Expected to see 2 array(s), but instead got the following list of 1 arrays:
[<tf.Tensor 'IteratorGetNext:1' shape=(?, 30) dtype=float32>]
If I instead use a Sequence and naively try to train my regression task against final output of mobile net (rather than the branch) - training works fine (although I get poor results).
My Model summary appears to tell me things are wired as I expect.
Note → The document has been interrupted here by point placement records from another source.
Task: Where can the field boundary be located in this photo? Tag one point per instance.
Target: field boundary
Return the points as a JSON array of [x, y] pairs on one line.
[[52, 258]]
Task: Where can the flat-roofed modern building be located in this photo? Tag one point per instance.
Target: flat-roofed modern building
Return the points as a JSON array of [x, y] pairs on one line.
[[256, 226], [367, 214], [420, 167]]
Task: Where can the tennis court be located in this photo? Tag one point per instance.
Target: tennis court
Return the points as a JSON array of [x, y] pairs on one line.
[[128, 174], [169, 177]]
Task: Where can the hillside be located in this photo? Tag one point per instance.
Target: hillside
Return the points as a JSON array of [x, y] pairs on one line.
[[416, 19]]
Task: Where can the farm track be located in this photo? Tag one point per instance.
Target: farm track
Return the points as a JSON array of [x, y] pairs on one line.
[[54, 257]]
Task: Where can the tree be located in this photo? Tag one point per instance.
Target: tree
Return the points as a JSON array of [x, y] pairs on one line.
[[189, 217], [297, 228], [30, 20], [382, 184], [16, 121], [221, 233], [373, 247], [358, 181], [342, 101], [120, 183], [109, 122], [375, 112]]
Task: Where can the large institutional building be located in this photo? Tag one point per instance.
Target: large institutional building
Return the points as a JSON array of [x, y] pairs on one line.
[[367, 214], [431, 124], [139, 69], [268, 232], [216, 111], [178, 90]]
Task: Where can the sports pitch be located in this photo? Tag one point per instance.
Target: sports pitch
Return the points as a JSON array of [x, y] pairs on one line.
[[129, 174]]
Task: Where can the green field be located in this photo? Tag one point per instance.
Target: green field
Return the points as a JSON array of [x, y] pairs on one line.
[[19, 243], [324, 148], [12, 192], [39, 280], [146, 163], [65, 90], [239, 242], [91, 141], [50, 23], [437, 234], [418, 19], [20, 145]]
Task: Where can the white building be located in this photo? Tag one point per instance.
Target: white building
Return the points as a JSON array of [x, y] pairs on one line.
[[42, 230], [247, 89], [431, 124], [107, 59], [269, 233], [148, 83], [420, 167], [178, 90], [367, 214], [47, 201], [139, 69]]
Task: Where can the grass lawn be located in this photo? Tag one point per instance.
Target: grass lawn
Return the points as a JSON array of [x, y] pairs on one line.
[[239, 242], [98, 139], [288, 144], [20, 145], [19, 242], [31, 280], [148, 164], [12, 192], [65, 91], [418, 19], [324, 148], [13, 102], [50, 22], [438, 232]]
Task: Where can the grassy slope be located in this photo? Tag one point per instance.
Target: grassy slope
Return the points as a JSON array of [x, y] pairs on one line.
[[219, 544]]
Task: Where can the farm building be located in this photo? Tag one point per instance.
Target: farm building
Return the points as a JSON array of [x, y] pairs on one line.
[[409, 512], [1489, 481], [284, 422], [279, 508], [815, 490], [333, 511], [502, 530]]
My dropout is connected to expanded_conv_depthwise_BN. My regression pooling is connected to my drop out and my output layer appears in the summary connected to my regressing pooling
Model: "model"
Layer (type) Output Shape Param # Connected to
input_1 (InputLayer) [(None, 224, 224, 3) 0
Conv1_pad (ZeroPadding2D) (None, 225, 225, 3) 0 input_1[0][0]
Conv1 (Conv2D) (None, 112, 112, 32) 864 Conv1_pad[0][0]
bn_Conv1 (BatchNormalization) (None, 112, 112, 32) 128 Conv1[0][0]
Conv1_relu (ReLU) (None, 112, 112, 32) 0 bn_Conv1[0][0]
expanded_conv_depthwise (Depthw (None, 112, 112, 32) 288 Conv1_relu[0][0]
expanded_conv_depthwise_BN (Bat (None, 112, 112, 32) 128 expanded_conv_depthwise[0][0]
expanded_conv_depthwise_relu (R (None, 112, 112, 32) 0 expanded_conv_depthwise_BN[0][0]
expanded_conv_project (Conv2D) (None, 112, 112, 16) 512 expanded_conv_depthwise_relu[0][0
< snip for brevity >
block_16_project (Conv2D) (None, 7, 7, 320) 307200 block_16_depthwise_relu[0][0]
block_16_project_BN (BatchNorma (None, 7, 7, 320) 1280 block_16_project[0][0]
Conv_1 (Conv2D) (None, 7, 7, 1280) 409600 block_16_project_BN[0][0]
Conv_1_bn (BatchNormalization) (None, 7, 7, 1280) 5120 Conv_1[0][0]
dropout (Dropout) (None, 112, 112, 32) 0 expanded_conv_depthwise_BN[0][0]
out_relu (ReLU) (None, 7, 7, 1280) 0 Conv_1_bn[0][0]
regression_pooling (GlobalAvera (None, 32) 0 dropout[0][0]
embedding_pooling (GlobalAverag (None, 1280) 0 out_relu[0][0]
cinemanet_output (Dense) (None, 30) 990 regression_pooling[0][0]
Total params: 2,258,974
Trainable params: 990
Non-trainable params: 2,257,984
It looks like you are setting things up correctly, but your training dataset doesn't include tensors for both outputs. If you only want to train the new output, you can provide dummy tensors (or even real training data) for the other one while using a loss weight of 0 to prevent the parameters from updating. That should also prevent any parameters that are not directly "upstream" of the new output layer from updating during training.
When compiling your model, use the argument loss_weights to pass the weights as either a list (e.g., loss_weights=[0, 1]) or a dictionary (e.g., loss_weights={'out_relu': 0, 'cinemanet_output': 1}).